Насмотревшись на его буйство, я пошел к мазанке, возле которой сидели бабы и мужики. К моему удивлению, в мазанке я увидел Дуню, жену Гришки. Она сидела на ступе, перед раскрытым, почти пустым суп–дуком. Возле нее — куча рваного и рубленого тряпья. Оказывается, Гришка успел поработать и тут.

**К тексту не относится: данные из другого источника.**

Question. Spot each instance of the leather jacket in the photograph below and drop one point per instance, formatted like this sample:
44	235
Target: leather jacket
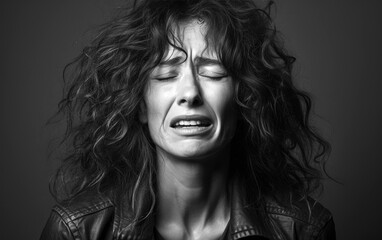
95	217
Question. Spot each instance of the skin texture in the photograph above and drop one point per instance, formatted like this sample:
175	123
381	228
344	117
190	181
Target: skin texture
192	161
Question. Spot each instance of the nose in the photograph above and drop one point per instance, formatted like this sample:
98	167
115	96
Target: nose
189	93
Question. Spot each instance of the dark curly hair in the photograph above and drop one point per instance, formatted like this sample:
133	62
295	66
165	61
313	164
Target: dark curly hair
276	150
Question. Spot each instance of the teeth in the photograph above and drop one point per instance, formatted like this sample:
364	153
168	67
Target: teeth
188	123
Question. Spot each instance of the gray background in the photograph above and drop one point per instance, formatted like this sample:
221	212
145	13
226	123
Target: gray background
337	45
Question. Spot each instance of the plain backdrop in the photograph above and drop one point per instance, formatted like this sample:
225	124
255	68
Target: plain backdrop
338	50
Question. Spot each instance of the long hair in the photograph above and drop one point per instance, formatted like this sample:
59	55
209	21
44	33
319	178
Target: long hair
110	150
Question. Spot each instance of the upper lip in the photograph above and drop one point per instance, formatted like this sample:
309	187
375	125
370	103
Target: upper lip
201	118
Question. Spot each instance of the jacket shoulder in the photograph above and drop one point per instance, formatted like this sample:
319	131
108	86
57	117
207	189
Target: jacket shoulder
83	217
305	218
84	205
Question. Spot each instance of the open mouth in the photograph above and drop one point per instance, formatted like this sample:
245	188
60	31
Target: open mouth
191	122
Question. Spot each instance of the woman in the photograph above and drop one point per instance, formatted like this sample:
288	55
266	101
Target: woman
185	124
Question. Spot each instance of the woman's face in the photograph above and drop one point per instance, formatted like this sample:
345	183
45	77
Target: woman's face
189	100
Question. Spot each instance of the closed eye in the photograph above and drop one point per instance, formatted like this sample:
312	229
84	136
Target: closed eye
214	77
165	78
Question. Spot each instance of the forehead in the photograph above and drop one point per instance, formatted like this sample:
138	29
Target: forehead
190	38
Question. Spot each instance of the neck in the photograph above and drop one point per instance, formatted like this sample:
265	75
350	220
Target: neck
192	197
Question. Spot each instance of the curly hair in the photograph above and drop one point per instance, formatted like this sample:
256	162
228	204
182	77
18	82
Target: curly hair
276	150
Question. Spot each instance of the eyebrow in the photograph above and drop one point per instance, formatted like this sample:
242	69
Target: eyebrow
200	61
172	61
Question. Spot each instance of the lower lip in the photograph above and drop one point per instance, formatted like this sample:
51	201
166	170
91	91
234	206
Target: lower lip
192	131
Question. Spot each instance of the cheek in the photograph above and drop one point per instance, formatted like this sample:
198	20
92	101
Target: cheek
223	104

Дуня не плакала, — она сидела неподвижно, как окаменелая. Загорелое лицо ее теперь было синее, как кремень; на щеке царапина, глаз подбит. Отделалась легко. При своей силе Гришка мог бы одним ударом свалить ее и, пожалуй, убить, но, очевидно, рука у него не поднялась на Дуню. Она, стиснув зубы, смотрела куда-то в сторону и на все утешительные слова, па которые так щедры бабы, ничего не отвечала. О чем она думала? Как ни велико было ее несчастье, она, видимо, не осуждала Гришку в душе: нет–нет, да и взглянет в его сторону, и в глазах ее сострадание и жалость. Кто-то советовал ей уйти от греха подальше, но она молча качала головой…
Я помню их свадьбу, помню, как они жили. Крепко любили друг друга, жили хорошо. И сколько бы радости принес он, воскреснув из мертвых! Но вот… карты перепутаны.
Гришка все буйствовал. Он рубил угол сеней — дубовое бревно. В бревне много гвоздей. Он бил, не разбирая, и по гвоздям. Лишь искры да щепки сыпались.
Говорят, мальчика унесла куда-то Дунина сестра. Его Гришка не тронул. А ведь ребенок был у матери на руках. Они мирно сидели за столом, завтракали. Вдруг вваливается Гришка. О том, что случилось с его Дуней, он, вероятно, узнал еще раньше, иначе не ворвался бы в избенку разъяренный, не опрокинул бы стол. Тихое мирное житье сразу нарушилось грохотом, бранью, побоями…
Подходит Илюшка, усмехается. Мне он противен сейчас. Чего щерит зубы? Он заговаривает со мной, я не отвечаю. Я весь поглощен тем, что вижу.
Не переставая, Гришка все еще бьет и рубит. С него давно льет пот, на лбу кровь. Видимо, ударило щепкой. Нет, кажется, уже притомился. Удары не так сильны и яростны. Иногда остановится, отдохнет и как бы ищет, куда ударить, но опять бьет по одному месту, почему-то по сучку. Топор звенит, дубовый сучок мелко крошится, а сверху сыплется мусор, содома, пыль и гнилушки.
— Э–эй! — закричали ребята, которые ближе всех стояли к Гришке, — топор слете–ел!
Сгоряча Гришка не заметил этого. Он бил одним топорищем, от которого скоро почти ничего не осталось. И только тут Гришка в недоумении остановился. Что такое? Руки в крови, держит какой-то обломок. Посмотрел на изуродованные, обнаженные сени, где виднелись куриные соломенные гнезда, на грабли, лопату, — посмотрел на все это матрос Гришка, и вот топорище выпало из рук, он зажмурился, тихо опустился на землю, низко склонил голову и беззвучно зарыдал, затряс курчавой большой своей головой.